Luis Sellano. Portugiesische Rache

Luis Sellano. Portugiesische RacheWenn die Sehnsucht nach der Ferne allzu stark wird, träume ich mich gern mit einem Buch ganz weit weg … so kam es, dass ich am Wochenende in Lissabon war. Gemeinsam mit dem Ex-Polizisten Henrik Falkner bin ich durch die verwinkelten Gassen des Bairro Alto gelaufen und habe vom Senhora do Monte auf die Dächer Lissabons geschaut. Schon bei Portugiesisches Erbe mochte ich den perfekten Mix aus Spannung und aus politischer und sozialer Kritik. Weder extrem blutig noch ausufernd regional erzählt, war dieser Krimi auch gleichzeitig eine Liebeserklärung an diese bezaubernde Stadt am Rio Tejo. Davon wollte ich schon damals mehr! Et voilá, hier kommt der zweite Fall für den deutschen Ex-Polizisten Henrik Falkner. 

Wieder beweist er diese – dank jahrelanger Polizeiarbeit entwickelte – besondere Einfühlungsgabe. Lief jemand rein zufällig hinter ihm oder wurde er verfolgt? Erzählte jemand Lügen oder durfte man dessen Geschichte glauben? Henrik spürte es. Auch entdeckt er ziemlich schnell, dass viele der Bücher im Antiquariat seines Onkels Martin geheime Botschaften enthielten. Er hatte also nicht nur ein Lissaboner Haus voll zahlungsunfähiger Bewohner und mit einem verstaubten Antiquariat, sondern außerdem die Aufgabe geerbt, Martins Spuren weiter zu verfolgen. Und den mysteriösen Tod von dessen Freund und Geliebten João aufzuklären.
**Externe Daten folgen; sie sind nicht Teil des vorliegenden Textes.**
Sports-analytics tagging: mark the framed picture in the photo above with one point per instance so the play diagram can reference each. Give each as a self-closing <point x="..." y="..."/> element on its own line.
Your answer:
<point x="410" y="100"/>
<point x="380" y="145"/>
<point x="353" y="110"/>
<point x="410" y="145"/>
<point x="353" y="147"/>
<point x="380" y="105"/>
Die Story beginnt damit, dass der durch mehrere Messerstiche schwer verletzte IT-Spezialist Ruben Mendes in der Bar Esquina zusammenbricht. Henrik, der versucht den Unbekannten zu retten, erinnert sich, dass dieser kurz zuvor ein Buch bei ihm gekauft hatte. Welches das aber gewesen ist, will ihm vorerst nicht einfallen. Hatte der Mord an Mendes mit dem Buch zu tun?
Kurze Zeit später betritt ein geheimnisvoller alter Mann das Antiquariat, um nach einer ganz bestimmten Ausgabe von O fin da mundo zu fragen. Er suche das Exemplar aus dem Jahr 1972. Dieser Mann ist Nelson Pereira, ehemals hochrangiger Offizier des Geheimdienstes in der Zeit des Estado Nevo. Unter der Militärdiktatur von Ministerpräsident Salazar wurden damals politische Gegner verfolgt und die Opposition von der PIDE (geheime Staatspolizei) beobachtet. Auch der Dichter Ricardo Grão war ein Verfolgter des Regimes und Opfer von Pereira. Und so dreht sich diesmal alles um das Buch O fin da mundo. Das Ende der Welt von Ricardo Grão aus dem Jahre 1972.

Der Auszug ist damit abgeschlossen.